Но Дайана была молода, а искусственный мирок манил ароматом орхидей, приятным, веселым снобизмом и оркестрами, творившими из жизненных печалей и размышлений новые мелодии. Всю ночь саксофоны плаксиво варьировали на все лады «Бил-стрит блюз», и пять сотен пар золотых и серебряных бальных туфель гоняли по паркету глянцевую пыль. В рассветный чайный час всегда находились комнаты, где эти медленные, сладкие пульсации длились и длились, а между тем то туда, то сюда приносило волной свежие лица, как розовые лепестки, стронутые с пола выдохами печальных труб.
Сезон катился, не отставала от него в этой сумеречной вселенной и Дайана, успевая за день на полдюжины свиданий с полудюжиной мужчин, засыпая не ранее рассветного часа – вечернее платье сброшено на полу у кровати, бисер и шифон в одной куче с умирающими орхидеями.

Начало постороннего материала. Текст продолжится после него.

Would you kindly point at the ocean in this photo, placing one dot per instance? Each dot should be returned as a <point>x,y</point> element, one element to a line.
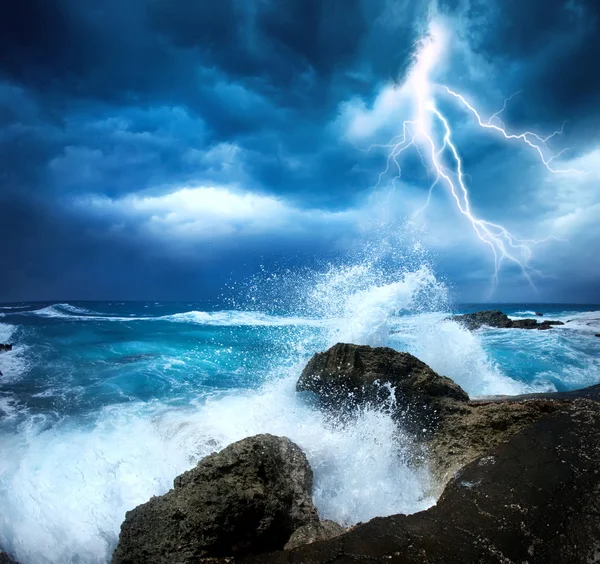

Год постепенно перешел в лето. Нью-Йорк поразила мода на ветрениц, юбки взлетели до самого некуда, печальные оркестры взялись за новые мелодии. На какое-то время красота Дайаны поддалась этому новому увлечению, как прежде вобрала в себя повышенный нервный тонус военных лет; однако нетрудно было заметить, что Дайана не поощряет ухаживаний, что при всей ее популярности никто не связывает ее имя с каким-либо мужским именем. «Случаев» ей выпадала добрая сотня, но, если увлечение перерастало в любовь, она спешила расстаться с поклонником раз и навсегда.